Additional copies must be purchased at the regular fee except when a death certificate is needed to obtain benefits from the federal government as specified in section twelve-a, article four, chapter fifty-one of the code. Therefore, even after distributing five free death certificates, additional death certificates can still be issued free when applying for federal benefits.
A veteran shall be construed to mean any person who has served in the Armed Forces of the United States as defined in section one, article one, chapter nine-a of the code. The preliminary 2010 death file held by the Vital Registration Office shows approximately 21,238 deaths in West Virginia. The Department of Health and Human Resources handles approximately 90% of the death certificate sales for the state. The Bureau for Public Health, Vital Statistics Center estimates that approximately 24.3% of all deaths are showing a veteran status. Therefore, the Department estimates the state would lose $278,685 in total death certificate sales by the passage of this legislation.

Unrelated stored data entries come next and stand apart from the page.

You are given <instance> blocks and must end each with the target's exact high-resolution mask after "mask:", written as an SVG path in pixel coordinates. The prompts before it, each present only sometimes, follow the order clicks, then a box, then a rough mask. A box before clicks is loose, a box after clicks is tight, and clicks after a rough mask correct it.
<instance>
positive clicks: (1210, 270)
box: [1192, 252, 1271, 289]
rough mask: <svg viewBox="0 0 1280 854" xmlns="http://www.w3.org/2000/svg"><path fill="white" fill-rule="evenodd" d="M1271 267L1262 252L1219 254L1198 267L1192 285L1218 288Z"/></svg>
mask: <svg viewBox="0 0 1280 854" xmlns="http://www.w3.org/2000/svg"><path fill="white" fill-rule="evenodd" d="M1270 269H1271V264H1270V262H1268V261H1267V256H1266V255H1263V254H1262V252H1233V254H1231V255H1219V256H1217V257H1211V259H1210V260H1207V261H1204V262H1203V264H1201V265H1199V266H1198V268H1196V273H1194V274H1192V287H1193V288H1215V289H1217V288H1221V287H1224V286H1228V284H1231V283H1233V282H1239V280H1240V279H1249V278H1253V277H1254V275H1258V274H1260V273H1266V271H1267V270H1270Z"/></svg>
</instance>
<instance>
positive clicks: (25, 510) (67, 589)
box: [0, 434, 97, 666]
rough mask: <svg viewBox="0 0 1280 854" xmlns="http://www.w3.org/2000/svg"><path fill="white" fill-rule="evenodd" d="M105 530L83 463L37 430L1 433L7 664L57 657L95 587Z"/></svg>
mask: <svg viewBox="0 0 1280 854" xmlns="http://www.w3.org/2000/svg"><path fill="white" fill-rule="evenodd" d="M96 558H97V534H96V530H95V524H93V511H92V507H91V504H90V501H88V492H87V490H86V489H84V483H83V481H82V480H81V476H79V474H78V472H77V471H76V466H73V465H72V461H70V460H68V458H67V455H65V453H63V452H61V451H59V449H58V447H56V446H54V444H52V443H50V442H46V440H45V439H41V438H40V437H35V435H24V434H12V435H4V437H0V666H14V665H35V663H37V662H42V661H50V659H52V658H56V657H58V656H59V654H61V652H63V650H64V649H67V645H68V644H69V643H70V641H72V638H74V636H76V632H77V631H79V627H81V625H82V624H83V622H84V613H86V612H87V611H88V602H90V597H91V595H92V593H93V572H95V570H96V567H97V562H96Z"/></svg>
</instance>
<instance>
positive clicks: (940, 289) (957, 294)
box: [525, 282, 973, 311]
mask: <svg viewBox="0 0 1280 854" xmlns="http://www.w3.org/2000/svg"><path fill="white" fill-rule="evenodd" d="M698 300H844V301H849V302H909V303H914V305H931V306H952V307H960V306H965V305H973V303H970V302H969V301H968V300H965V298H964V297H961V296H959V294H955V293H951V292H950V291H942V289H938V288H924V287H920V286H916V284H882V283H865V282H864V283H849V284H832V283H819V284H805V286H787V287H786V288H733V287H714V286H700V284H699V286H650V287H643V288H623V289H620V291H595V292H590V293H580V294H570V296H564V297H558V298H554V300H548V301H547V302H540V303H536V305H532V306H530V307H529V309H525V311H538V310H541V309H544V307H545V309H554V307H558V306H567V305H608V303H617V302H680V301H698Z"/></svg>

|Effect of Proposal||Fiscal Year|
|1. Estmated Total Cost||0||0||0|
|Repairs and Alterations||0||0||0|
|2. Estimated Total Revenues||0||-278,685||-278,685|
3. Explanation of above estimates (including long-range effect):
The current cost of a death certificate is $12.00. If DHHR loses the sale of five certificates from each veteran death, the loss of total sales would be approximately $278,685 (21,238 x 90% of the "market share" x 24.3% veteran status x 5 copies x $12 per copy).
The total loss in revenue as a result of this legislation is $278,685. One third of the $12 fee collected is deposited into the general revenue fund (a loss of $92,895 annually) and the remaining two-thirds is deposited into two special revenue accounts for the Department (a loss of $185,790).
The portion deposited into the general revenue fund, is appropriated to the Department of Health and Human Resources (Division of Human Services) to be transferred to the Children's Trust Fund and used for Child Abuse Prevention activities.
| The language in this bill is not precise and makes no distinction between deaths that occurred yesterday and deaths that occurred 100 years ago. Death certificates are recorded in the county of occurrence and in the county of residence if the county of residence is different than the county of occurrence; this bill does not state which county will be responsible for providing the five free copies of the death certificate. The proposed language says, “family members and dependents"; this could mean a wide variety of people and cause confusion.
The proposed language states, family members and dependents can obtain up to five certified copies of a veteran's death certificate; this could result in confusion among County Clerks, DHHR, and family members as to who should be the recipients of these death certificates. The negative fiscal impact on the Vital Registration Office would harm projects envisioned to improve the system of vital statistics in West Virginia both from the customer service viewpoint and from the viewpoint of expected mandated federal intelligence reforms. Additionally, no estimates have been made on the negative impact on the finances to the county clerks across West Virginia who would likely also have to record, in perpetuity, that 5 free copies have been distributed. Also, due to imprecise language the proposed bill could force them to provide death certificates without compensation for decedents who have died decades ago for purely genealogical use. This could be substantial.